Przepaść między stopami zwrotu z obu indeksów może szokować w porównaniu z poprzednimi trzema latami, gdy WIG nie odchylał się o więcej niż kilka punktów procentowych względem benchmarku zza oceanu. Ale rzut oka na dłuższą historię pokazuje, że relatywnie silne odchylenia to raczej długoterminowa norma niż wyjątek od niej. Widać to dobrze na pierwszym wykresie, gdzie słupki obrazujące zmiany WIG są na ogół dłuższe niż w przypadku S&P 500.
Próbując uchwycić to zjawisko za pomocą liczb, można posłużyć się tzw. odchyleniem standardowym rocznych stóp zwrotu. W przypadku WIG wynosi ono wg naszych obliczeń 25,4 proc. (dane za ostatnie 15 lat). Tymczasem amerykański indeks cechuje się odchyleniem na poziomie 16,7 proc. Innymi słowy, popularna miara zmienności jest aż o ponad połowę (!) wyższa w przypadku polskich walorów w porównaniu z tymi zza oceanu. To chyba jedna z najważniejszych obserwacji z punktu widzenia polskiego inwestora.
Oczywiście pojawia się naturalne pytanie, czy to źle czy dobrze? I tak, i tak... Wysoka zmienność sama w sobie nie jest pożądana, bo z natury statystyczny inwestor woli brak zmienności i liniowy charakter stóp zwrotu niż ciągłą huśtawkę. Mając dwa aktywa o takiej samej oczekiwanej stopie zwrotu, zupełnie nierozsądne byłoby wybieranie tego, które ma wyższą zmienność. To przypominałoby raczej czysty hazard niż inwestowanie.

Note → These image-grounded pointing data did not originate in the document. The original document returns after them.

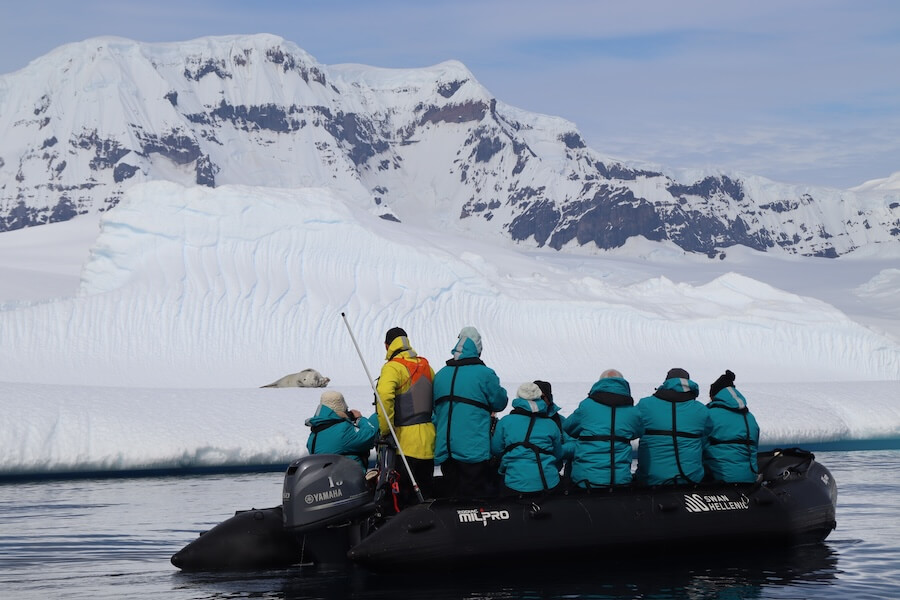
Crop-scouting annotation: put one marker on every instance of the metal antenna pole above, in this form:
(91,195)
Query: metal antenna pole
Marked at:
(384,412)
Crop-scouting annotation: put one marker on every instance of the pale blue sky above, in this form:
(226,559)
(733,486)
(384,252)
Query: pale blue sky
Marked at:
(804,91)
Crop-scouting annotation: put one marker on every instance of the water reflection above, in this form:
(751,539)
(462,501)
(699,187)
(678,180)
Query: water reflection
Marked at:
(729,575)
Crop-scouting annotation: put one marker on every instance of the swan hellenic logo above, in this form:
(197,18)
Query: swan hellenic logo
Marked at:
(717,502)
(479,515)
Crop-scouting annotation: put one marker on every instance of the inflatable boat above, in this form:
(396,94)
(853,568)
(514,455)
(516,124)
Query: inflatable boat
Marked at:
(329,517)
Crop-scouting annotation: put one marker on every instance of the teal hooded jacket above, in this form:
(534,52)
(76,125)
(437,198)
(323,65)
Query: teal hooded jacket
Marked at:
(730,453)
(603,426)
(676,426)
(529,443)
(331,434)
(466,392)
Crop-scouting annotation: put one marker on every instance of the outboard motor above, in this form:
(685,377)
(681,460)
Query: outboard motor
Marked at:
(326,499)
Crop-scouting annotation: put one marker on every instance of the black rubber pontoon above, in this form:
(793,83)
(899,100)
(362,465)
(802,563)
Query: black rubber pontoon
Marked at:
(330,513)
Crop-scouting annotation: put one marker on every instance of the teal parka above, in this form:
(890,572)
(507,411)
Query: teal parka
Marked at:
(466,392)
(332,434)
(529,443)
(603,426)
(676,426)
(730,453)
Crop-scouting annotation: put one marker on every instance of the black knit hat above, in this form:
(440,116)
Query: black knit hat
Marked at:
(724,381)
(677,374)
(393,333)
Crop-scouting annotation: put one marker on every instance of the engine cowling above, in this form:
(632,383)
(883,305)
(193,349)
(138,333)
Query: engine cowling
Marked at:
(324,489)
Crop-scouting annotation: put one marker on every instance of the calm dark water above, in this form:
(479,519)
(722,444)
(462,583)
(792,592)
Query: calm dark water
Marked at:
(112,538)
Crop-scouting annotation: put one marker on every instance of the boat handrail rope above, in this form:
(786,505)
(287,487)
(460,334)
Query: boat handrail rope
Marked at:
(409,472)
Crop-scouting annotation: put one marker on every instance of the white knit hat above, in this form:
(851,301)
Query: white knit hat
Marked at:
(335,401)
(529,391)
(471,333)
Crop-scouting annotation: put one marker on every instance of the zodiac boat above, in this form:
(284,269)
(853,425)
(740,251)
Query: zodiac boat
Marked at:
(328,517)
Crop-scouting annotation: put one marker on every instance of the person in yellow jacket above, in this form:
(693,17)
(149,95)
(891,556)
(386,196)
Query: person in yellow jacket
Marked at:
(405,389)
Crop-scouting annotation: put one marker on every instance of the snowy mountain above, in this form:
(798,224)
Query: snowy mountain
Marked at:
(85,123)
(236,286)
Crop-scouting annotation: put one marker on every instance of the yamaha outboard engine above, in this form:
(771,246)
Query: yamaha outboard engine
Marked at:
(326,499)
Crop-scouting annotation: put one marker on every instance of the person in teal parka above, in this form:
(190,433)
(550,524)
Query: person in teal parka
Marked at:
(568,444)
(676,426)
(529,443)
(466,393)
(336,430)
(603,426)
(730,452)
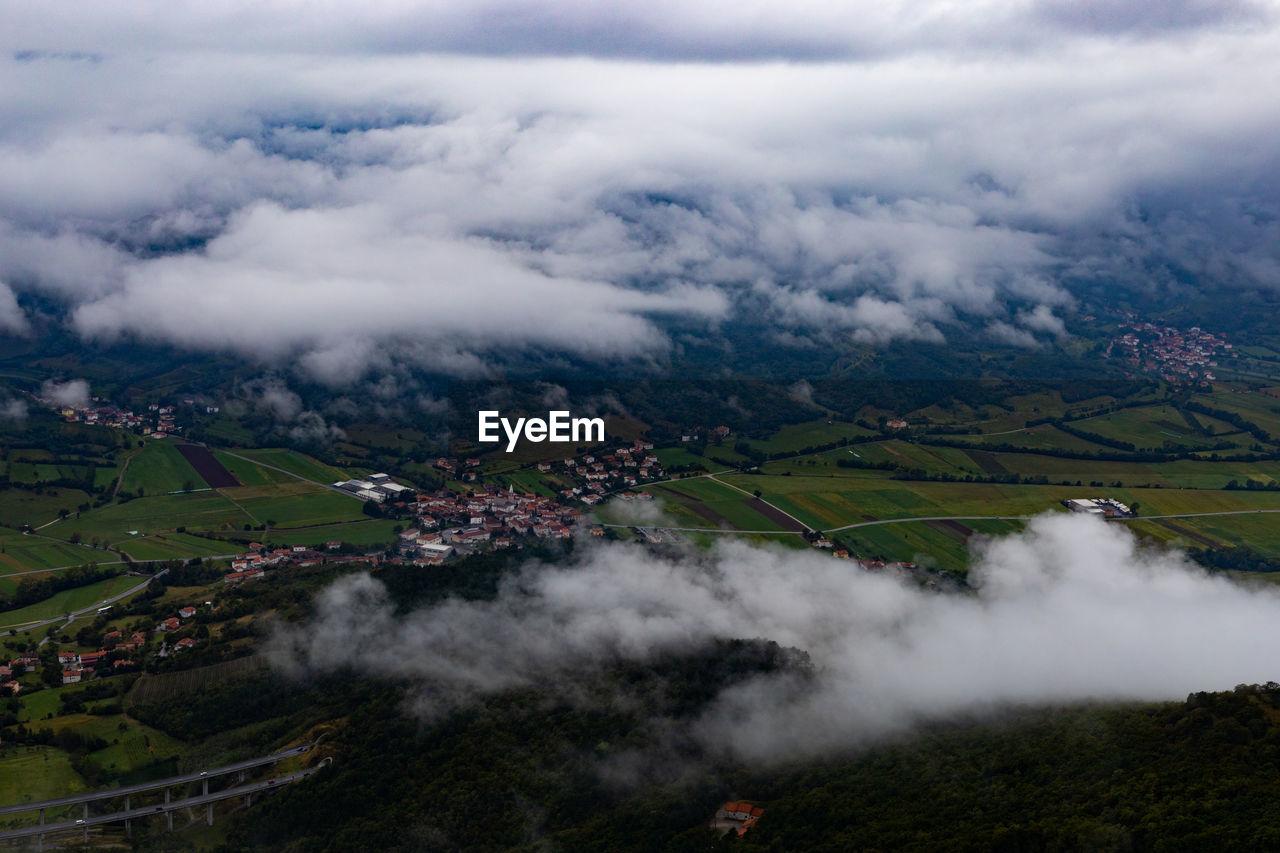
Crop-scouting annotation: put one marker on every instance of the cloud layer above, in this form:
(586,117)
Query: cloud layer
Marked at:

Gdyby zatem polskie i amerykańskie akcje miały podobną oczekiwaną stopę zwrotu, należałoby bezwarunkowo inwestować wyłącznie w te drugie (bo po co narażać się na wysoką zmienność?). Ale w praktyce sprawa jest o wiele bardziej skomplikowana. Wystarczy odwołać się do naszych modeli, które prognozują przyszłe długoterminowe stopy zwrotu w oparciu o poziomy wskaźników wyceny (P/E, P/S, P/BV). W przypadku amerykańskich akcji taki model szacuje obecnie oczekiwany zysk w skali roku na poziomie zaledwie 1,1 proc. (bo tamtejsze walory są drogie). W przypadku polskich – rzędu 7,3 proc. (+/- paruprocentowy błąd prognozy).